The Fibonacci polynomials are defined recursively as functions of one variable: $$ F_0(z) = 0 \\ F_1(z) = 1 \\ \forall n > 1: F_n(z) = zF_{n-1}(z) + F_{n-2}(z) $$ Thus for example $F_5(z) = 1+3z^2 + z^4$, and $$F_6(z) = 3z+4z^3+z^5 =z(1+z^2)(3+z^2) = F_2(z) F_3(z) (3+z^2) $$
It appears from several hundred examples that if a prime $p$ divides $n$ then $F_p(z)$ is a factor of $F_n(z)$. If this conjecture is true, then $F_n(z)$ is always reducible in $\Bbb{Z}(z)$ (that is, $F_n(z)$ is factorable into more than one polynomial with degree at least one and integer coefficients) whenever $n$ is composite. I suspect this is not too hard to prove.

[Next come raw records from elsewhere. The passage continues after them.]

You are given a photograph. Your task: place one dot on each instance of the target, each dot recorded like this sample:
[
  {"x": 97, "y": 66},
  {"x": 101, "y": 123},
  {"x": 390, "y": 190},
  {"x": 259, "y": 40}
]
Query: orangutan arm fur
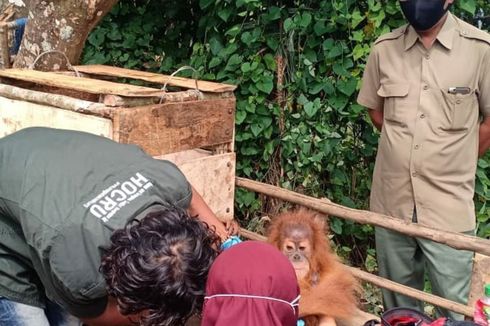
[{"x": 335, "y": 295}]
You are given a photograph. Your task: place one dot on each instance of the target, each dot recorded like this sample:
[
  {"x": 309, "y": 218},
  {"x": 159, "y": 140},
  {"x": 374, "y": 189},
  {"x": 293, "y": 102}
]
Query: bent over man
[
  {"x": 101, "y": 230},
  {"x": 427, "y": 88}
]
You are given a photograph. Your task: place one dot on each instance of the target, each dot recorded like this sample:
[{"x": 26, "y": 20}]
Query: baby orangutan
[{"x": 328, "y": 289}]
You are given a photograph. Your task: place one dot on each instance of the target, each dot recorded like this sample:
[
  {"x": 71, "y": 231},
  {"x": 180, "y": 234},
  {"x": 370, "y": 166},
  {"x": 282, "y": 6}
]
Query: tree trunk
[{"x": 60, "y": 26}]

It also appears, again from a large number of examples, that for prime $p$, $F_p(z)$ is always irreducible in $\Bbb{Z}(z)$. But examples do not constitute a proof, and I don't see a good way of attacking the problem of proving irreducibility.
My question is, does anybody know of a proof that for prime $p$, $F_p(z)$ is always irreducible in $\Bbb{Z}(z)$?